Federal prosecutors say a Modesto man who turned the dark web into his personal pill mill will now spend the next decade in federal prison.

Devlin Hosner was ordered to serve 10 years in federal prison on Tuesday after prosecutors said he ran a dark‑web operation that sold counterfeit oxycodone pills laced with fentanyl and moved methamphetamine across state lines. The sentence, imposed in Sacramento by Senior U.S. District Judge John A. Mendez, follows a guilty plea entered late last year and caps a multi‑agency investigation into online vendor accounts that used cryptocurrency and the mail to reach buyers around the country. Authorities say the operation generated hundreds of thousands of dollars in illicit proceeds and left dangerous pills in circulation across multiple states.
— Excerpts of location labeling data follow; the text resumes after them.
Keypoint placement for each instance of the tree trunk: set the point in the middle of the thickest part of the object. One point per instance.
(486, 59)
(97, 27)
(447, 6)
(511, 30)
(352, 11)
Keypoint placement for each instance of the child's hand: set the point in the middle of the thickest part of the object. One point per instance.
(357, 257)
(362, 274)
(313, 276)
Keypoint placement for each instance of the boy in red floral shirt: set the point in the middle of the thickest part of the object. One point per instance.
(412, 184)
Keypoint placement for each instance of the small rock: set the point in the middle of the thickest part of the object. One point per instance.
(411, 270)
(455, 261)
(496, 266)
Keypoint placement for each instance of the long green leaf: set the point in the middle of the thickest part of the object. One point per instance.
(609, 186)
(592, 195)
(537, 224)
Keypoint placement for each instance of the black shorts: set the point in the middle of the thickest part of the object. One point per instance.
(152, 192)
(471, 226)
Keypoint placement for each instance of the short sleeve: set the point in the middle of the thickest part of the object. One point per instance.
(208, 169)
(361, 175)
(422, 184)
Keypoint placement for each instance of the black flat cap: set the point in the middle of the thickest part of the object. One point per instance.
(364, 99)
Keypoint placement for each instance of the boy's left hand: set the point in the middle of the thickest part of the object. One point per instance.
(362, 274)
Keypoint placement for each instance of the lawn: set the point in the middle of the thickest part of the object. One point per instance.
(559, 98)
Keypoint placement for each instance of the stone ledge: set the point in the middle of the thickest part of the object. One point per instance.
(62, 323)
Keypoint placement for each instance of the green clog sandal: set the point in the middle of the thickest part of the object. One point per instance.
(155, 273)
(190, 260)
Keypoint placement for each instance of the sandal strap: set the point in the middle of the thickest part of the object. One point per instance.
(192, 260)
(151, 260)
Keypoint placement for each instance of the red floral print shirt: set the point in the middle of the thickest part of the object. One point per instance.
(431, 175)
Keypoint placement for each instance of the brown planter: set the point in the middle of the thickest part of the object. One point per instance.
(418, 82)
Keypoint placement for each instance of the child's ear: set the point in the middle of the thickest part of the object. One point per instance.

Hosner’s 120‑month term was reported by local outlets after the hearing, which described him as a Modesto man taken down in a long‑running dark‑web probe. As reported by Action News Now, prosecutors pushed for a stiff sentence, arguing that fentanyl‑laced counterfeit oxycodone pills are essentially a roulette for users who have no idea what they are actually taking.

According to federal prosecutors, Hosner and co‑defendant Holly Adams ran vendor accounts on darknet markets, including ToRReZ and Dark0de, selling counterfeit oxycodone pressed with fentanyl and routing the proceeds through cryptocurrency mixers and digital wallets. Adams was sentenced to 12 years last summer after pleading guilty to related charges, and court filings show Hosner admitted the conspiracy in December. As outlined by the U.S. Attorney’s Office, investigators say the pair completed hundreds of transactions and received sizeable cryptocurrency payments for the illicit pills.

What investigators found

Agents who executed a March 2022 search warrant at a Riverside County hotel room recovered nearly a kilogram of fentanyl‑pressed oxycodone pills and about 60 grams of methamphetamine, authorities said. A preliminary order of forfeiture filed in the case lists roughly $100,000 seized from a bank account and a 2021 Chevrolet Silverado that the government says were derived from the conspiracy. 

Task force and the dark‑web trade

The case was investigated by the Northern California Illicit Digital Economy Task Force, a multi‑agency team that pulls investigators from IRS‑Criminal Investigation, Homeland Security Investigations, the FBI, the U.S. Postal Inspection Service, the USPS Office of Inspector General and the DEA. Federal reviews say task‑force models like this are central to disrupting darknet marketplaces and tracing cryptocurrency flows that are designed to hide illicit proceeds. A GAO report examines how online marketplaces and virtual currency enable these schemes.

Legal consequences

Conspiracy to distribute fentanyl and methamphetamine carries a 10‑year mandatory minimum and can trigger a life sentence depending on drug quantities and aggravating factors, and statutory fines may top $1 million. Prosecutors argued that the poison‑pill nature of fentanyl‑laced oxycodone counterfeits justified a tough sentence, and the court’s preliminary forfeiture order seeks to strip the defendants of identified proceeds and assets. See the U.S. Attorney’s Office and court filings for the legal paperwork.

For Modesto and other Central Valley communities, the case underscores how online markets can supercharge the fentanyl crisis by funneling lethal pills into ordinary channels like the mail. Law enforcement officials say prosecutions are only one tool in a broader response that includes prevention, treatment and efforts to choke off suppliers on the dark web.